Learning Journeys

Stand development Follow Up – My First Steps into Analogue – Part 8 – By Andrea Bevacqua

December 14, 2020

I have been studying a bit since my last post on the subject of stand development and have put in place some comment I received. As such, here a follow-up on my experiences with the stand development process.

I was not completely sure about the performance of the Fomapan film when stand development, so I thought I would give some Ilford film a go. This time I used 35mm FP4 which I shot in my Leica M2 with the 7Artisans 35mm f/2 lens, and 120 HP5 in my Yashica 124G.

This time I wanted to try a more thorough test so for each scene I shoot both film at box speed, the underexposed by ~one and then two stops. I ending up shooting the FP4 at 125, 200 and 400 and the HP5 at 400, 800 and 1600 ISO. All the shots were metered with the Lumu app.

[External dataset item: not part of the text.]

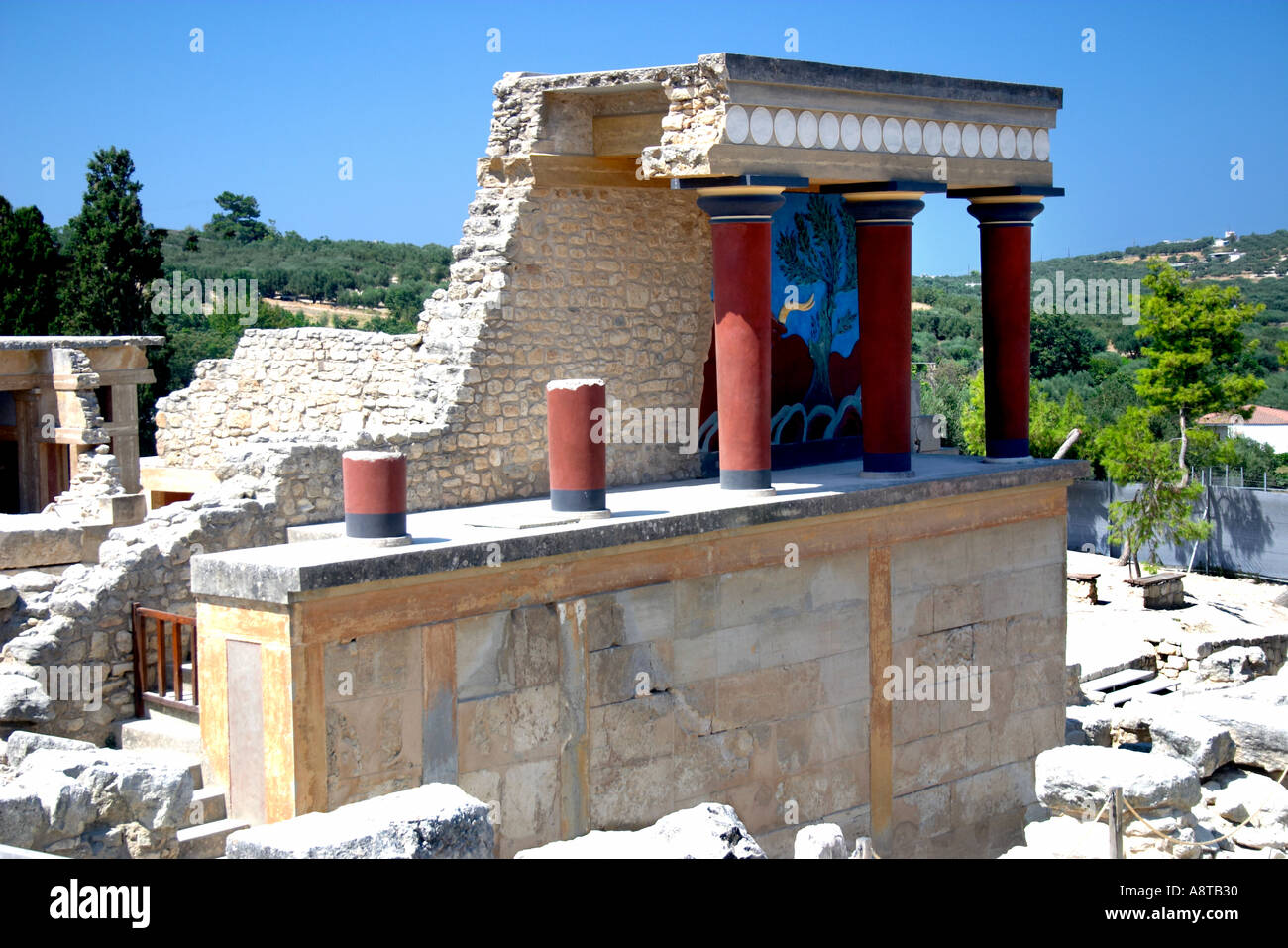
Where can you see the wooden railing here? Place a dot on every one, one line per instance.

I had a little stroll in my village, it was a dull and drizzly day so I was not expecting great contrast or beautiful skies, but it didn’t matter as it was purely a test of the process.

What I was not happy with from the previous tests were the bromide drag on the 35mm film and the poor quality and consistency of the results. The first batch of film was very dark – they seemed underexposed, but I think they were just underdeveloped. The second time some images were acceptable but still many of them were still very dark. It was a mixed bag, really.

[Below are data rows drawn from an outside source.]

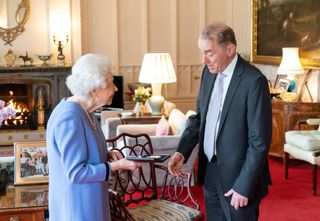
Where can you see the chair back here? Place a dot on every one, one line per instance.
(139, 185)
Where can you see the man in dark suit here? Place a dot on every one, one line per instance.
(233, 127)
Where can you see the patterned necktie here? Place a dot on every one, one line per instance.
(213, 115)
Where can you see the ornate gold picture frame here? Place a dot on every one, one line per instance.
(282, 23)
(31, 162)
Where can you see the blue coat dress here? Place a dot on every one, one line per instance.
(76, 153)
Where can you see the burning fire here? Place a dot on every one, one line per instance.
(22, 112)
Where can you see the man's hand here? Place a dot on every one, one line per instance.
(114, 155)
(237, 200)
(175, 164)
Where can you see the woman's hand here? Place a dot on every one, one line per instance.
(114, 155)
(125, 164)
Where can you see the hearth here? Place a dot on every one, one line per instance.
(33, 93)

In order to rectify these two points, I decided to go for a full stand development (non semi-stand like the time before) for one hour hoping for a bit more consistency and less bromide drag.

I have to admit that I was quite pleased with the results. So, here below a few images of this trial.

FP4 – 125 ISO

FP4 – 200 ISO

FP4 – 400 ISO

FP4 – 125 ISO

FP4 – 200 ISO

FP4 – 400 ISO

Fp4 – 125 ISO

Fp4 – 200 ISO

Fp4 – 400 ISO

These are just some images from the FP4 film. I am quite happy with the results. As usual, lovely grain grey tones from Ilford. All the images have not been post processed, apart from a little haze correction.

Here below the images from the medium format HP5.

HP5 – 400 ISO

HP5 – 800 ISO

HP5 – 1600 ISO

HP5 – 400 ISO

HP5 – 800 ISO

HP5 – 1600 ISO

Hp5 – 400 ISO

HP5 – 800 ISO

HP5 – 1600 ISO

HP5 – 400 ISO

HP5 – 800 ISO

HP5 – 1600 ISO

I have to say, this test, reinforced my love for Ilford FP4. I love its tonality and sharpness. Looking at the results, I really like the images metered at 200 ISO, quite sharp and decently contrast images, in my opinion. I am not super happy with the 400 ISO images, but I suspect  I could have developed for 70 minutes rather than 60 – or maybe I was just asking too much?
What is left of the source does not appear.